Circuit breakers and loop detection for agents.
Per-tenant budgets and alerts enforce model routing policies.

The Enterprise Approach: Govern What the AI Can Access and Recover What it Breaks

Most GenAI programs focus heavily on “safe prompts.” That’s necessary, but not sufficient.

A production-ready posture pairs:

Data governance and entitlement enforcement: Discover, classify, limit access, and monitor usage.
Resilience and recovery readiness: Immutable backups, clean restore points, and tested recovery of the systems and data your AI depends on.

With LLM applications, the realistic goal is not zero incidents. It’s:

Minimum blast radius
Rapid detection
Fast rollback and clean recovery
Auditability and proof of control

Final 10-Step LLM Security and Resilience Checklist

Use this as a release gate for any LLM app, RAG assistant, or agentic workflow.
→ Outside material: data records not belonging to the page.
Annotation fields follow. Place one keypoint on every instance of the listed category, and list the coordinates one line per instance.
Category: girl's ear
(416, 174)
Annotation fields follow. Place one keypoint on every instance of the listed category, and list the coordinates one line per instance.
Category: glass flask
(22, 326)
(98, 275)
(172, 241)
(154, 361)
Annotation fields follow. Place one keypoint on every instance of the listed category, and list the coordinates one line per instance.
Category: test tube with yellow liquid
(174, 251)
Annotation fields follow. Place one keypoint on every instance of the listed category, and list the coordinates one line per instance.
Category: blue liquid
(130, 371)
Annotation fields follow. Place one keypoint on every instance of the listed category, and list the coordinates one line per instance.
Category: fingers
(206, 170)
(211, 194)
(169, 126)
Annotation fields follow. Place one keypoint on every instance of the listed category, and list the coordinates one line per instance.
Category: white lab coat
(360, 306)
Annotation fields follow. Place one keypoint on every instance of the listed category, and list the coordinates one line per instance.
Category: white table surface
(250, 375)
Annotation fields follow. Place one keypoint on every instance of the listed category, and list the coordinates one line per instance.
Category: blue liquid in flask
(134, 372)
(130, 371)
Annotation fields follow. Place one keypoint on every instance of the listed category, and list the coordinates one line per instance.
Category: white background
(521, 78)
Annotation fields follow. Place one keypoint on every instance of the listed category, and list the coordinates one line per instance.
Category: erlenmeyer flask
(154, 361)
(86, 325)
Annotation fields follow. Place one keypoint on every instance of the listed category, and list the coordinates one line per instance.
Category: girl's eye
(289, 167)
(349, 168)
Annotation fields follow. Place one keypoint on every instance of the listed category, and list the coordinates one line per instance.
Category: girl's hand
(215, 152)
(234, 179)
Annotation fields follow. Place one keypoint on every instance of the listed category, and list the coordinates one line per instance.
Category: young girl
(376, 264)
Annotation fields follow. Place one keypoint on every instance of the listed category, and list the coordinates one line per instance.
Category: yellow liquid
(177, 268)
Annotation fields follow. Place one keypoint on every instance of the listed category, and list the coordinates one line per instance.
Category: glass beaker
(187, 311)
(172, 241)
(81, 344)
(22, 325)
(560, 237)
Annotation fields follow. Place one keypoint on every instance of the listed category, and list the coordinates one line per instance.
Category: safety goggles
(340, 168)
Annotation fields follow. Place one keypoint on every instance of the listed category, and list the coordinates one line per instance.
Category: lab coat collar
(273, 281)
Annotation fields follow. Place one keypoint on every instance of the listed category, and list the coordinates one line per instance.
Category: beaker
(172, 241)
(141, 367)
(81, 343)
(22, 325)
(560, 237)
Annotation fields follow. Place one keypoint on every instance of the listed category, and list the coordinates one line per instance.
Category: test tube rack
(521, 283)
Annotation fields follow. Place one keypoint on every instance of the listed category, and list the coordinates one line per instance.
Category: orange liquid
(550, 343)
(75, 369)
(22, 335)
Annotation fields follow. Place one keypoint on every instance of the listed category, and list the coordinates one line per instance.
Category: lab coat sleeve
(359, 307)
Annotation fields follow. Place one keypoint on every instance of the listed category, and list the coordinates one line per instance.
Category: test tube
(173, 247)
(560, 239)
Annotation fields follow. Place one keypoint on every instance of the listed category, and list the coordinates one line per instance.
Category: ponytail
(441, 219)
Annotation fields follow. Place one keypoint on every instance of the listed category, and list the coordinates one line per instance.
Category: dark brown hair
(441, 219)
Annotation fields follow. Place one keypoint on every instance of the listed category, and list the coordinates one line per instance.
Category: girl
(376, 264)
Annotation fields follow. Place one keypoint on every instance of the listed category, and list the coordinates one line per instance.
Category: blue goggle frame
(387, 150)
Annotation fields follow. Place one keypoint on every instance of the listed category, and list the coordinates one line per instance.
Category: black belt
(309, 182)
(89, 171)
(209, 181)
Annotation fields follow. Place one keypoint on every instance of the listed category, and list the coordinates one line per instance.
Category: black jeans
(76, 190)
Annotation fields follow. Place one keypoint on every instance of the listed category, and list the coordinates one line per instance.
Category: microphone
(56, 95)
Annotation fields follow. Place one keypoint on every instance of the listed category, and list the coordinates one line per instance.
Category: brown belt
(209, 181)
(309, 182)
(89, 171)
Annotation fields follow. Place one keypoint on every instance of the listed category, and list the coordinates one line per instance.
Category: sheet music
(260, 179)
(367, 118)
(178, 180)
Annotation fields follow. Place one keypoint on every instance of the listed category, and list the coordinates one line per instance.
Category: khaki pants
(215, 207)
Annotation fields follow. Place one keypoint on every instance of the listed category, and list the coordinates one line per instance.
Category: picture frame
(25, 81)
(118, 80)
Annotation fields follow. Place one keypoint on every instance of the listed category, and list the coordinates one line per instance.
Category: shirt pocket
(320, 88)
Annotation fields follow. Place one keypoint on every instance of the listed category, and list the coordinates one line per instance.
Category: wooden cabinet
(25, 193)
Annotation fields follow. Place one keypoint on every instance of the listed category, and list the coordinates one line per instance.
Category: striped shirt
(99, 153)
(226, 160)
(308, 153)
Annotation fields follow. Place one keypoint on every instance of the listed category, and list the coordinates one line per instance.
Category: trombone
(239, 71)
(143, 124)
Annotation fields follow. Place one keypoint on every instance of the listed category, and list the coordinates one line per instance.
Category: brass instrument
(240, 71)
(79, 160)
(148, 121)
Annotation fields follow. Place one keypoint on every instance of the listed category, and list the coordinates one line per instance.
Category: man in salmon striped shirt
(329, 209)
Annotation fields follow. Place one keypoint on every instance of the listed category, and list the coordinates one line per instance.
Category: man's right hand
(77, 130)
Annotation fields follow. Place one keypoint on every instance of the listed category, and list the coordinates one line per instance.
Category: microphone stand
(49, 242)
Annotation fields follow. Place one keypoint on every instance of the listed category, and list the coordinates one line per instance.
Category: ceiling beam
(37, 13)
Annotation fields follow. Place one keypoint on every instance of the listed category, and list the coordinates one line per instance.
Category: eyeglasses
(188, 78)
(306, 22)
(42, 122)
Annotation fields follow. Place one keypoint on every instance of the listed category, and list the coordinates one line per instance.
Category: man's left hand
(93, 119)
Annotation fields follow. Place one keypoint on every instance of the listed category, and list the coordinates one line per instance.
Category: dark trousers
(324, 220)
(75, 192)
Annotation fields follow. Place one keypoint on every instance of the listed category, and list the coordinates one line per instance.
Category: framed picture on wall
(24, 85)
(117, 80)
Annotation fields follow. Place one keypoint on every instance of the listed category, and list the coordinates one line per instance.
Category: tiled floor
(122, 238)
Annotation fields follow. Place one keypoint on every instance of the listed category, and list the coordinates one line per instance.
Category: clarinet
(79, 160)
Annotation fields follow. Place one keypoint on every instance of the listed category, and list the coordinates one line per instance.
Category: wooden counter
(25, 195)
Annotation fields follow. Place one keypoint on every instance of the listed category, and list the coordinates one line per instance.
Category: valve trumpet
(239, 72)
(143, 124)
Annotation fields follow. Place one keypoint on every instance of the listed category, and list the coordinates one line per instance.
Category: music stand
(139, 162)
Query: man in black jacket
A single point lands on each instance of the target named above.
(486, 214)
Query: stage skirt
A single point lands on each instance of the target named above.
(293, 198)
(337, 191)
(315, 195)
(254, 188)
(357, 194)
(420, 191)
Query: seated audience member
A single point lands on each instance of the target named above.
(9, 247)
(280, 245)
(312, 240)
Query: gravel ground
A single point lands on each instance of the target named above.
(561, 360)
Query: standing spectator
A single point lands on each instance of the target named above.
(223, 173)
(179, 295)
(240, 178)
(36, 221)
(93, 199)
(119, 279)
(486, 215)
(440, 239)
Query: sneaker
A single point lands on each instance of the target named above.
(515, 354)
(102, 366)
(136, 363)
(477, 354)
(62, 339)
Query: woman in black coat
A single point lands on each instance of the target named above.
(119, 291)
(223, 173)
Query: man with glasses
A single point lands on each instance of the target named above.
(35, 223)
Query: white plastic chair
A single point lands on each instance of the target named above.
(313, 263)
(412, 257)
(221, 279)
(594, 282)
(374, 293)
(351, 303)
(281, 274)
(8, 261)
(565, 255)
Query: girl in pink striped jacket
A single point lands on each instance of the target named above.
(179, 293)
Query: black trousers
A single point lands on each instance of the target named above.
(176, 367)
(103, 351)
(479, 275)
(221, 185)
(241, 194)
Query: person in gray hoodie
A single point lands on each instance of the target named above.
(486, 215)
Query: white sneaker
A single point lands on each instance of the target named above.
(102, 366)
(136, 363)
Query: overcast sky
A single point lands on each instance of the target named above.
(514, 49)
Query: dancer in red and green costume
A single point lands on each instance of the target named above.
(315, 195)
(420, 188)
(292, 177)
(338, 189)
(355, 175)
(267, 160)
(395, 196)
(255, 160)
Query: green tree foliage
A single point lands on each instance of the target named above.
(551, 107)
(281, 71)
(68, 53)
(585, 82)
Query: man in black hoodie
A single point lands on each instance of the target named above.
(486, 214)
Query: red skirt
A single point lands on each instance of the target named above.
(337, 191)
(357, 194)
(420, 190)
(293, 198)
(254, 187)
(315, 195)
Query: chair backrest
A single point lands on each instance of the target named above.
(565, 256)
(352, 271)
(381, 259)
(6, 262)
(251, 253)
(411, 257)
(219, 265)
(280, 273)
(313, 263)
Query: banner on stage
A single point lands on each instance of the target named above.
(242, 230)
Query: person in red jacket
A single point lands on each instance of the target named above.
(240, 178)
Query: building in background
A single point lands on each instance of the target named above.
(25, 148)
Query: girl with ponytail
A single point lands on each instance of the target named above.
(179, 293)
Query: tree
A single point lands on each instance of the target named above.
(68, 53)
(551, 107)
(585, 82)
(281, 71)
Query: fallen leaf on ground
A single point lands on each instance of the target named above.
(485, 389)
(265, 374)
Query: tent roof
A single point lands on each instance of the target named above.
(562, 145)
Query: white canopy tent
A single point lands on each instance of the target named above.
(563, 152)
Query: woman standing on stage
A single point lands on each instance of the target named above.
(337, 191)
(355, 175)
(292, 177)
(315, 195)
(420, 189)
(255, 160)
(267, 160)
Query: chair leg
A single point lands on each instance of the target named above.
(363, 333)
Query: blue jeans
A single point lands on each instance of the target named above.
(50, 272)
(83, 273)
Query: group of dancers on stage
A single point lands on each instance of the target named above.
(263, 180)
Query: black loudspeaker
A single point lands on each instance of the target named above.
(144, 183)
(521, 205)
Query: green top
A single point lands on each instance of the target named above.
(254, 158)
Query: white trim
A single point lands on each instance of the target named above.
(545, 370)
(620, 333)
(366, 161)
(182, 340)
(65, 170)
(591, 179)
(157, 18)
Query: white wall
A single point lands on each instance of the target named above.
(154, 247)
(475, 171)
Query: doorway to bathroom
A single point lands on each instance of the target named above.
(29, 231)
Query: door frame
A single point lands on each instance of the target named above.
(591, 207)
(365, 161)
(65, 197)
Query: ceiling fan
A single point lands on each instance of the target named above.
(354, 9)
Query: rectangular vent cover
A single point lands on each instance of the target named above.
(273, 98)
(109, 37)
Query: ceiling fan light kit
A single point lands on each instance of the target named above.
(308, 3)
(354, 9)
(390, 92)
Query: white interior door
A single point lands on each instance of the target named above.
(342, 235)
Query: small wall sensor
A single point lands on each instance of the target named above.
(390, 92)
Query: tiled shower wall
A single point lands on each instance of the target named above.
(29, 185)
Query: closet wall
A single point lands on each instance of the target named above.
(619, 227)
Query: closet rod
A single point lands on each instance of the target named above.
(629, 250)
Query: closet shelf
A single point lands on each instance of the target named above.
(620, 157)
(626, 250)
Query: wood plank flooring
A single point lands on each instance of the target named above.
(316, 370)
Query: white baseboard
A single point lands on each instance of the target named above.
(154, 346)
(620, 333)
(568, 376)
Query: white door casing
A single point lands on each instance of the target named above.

Inventory every AI component end-to-end
- Apps, models, prompts, agent workflows, tools/actions, connectors, data sources, vector databases
- Assign an owner and approver for each system
Discover, classify, and label sensitive data before AI touches it
- Identify PII/PHI/PCI, secrets, regulated data, and critical IP
- Define AI-allowed vs AI-blocked categories
Enforce least-privilege retrieval and least-privilege actions
- Retrieval must respect identity and document entitlements
- Scope tool permissions with short-lived credentials and allowlists
Harden against direct and indirect prompt injection
- Treat all input and retrieved content as untrusted
- Add policy gates before retrieval and before response delivery
Constrain tool use and agent autonomy
- Allowlist tools/endpoints and validate arguments
- Require approvals for high-risk actions like delete, pay, publish, and provision
Treat LLM outputs as untrusted
- Validate/escape before execution or rendering
- Use structured outputs (schemas) and server-side verification
Secure the RAG and vector layer like production
- Control ingestion with provenance and change tracking
- Enforce tenant isolation, encryption, and auditing
Log, monitor, and alert on AI-specific signals
- Prompts (redacted), retrieval hits, tool calls, policy decisions
- Detect anomalies like injection patterns, tool-call spikes, unusual retrieval volume
Operational kill switches and incident response playbooks
- Ability to disable tools, block sources, pause ingestion, and isolate the agent
- Key rotation procedures for every connector the AI can access
Resilience: immutable backups and clean recovery
- Back up source data, configs, prompts, indexes, and pipelines
- Test restores regularly and maintain known-good baselines for rollback

Closing Thoughts

LLMs are becoming a new “interface” to enterprise systems, one that operates in natural language, often across sensitive data, and increasingly with permission to act. The teams that succeed in production are the ones that treat AI security as an enterprise discipline: Govern access, constrain actions, verify outputs, and ensure recovery.

If you can do those four consistently, you can scale GenAI safely, without slowing the business.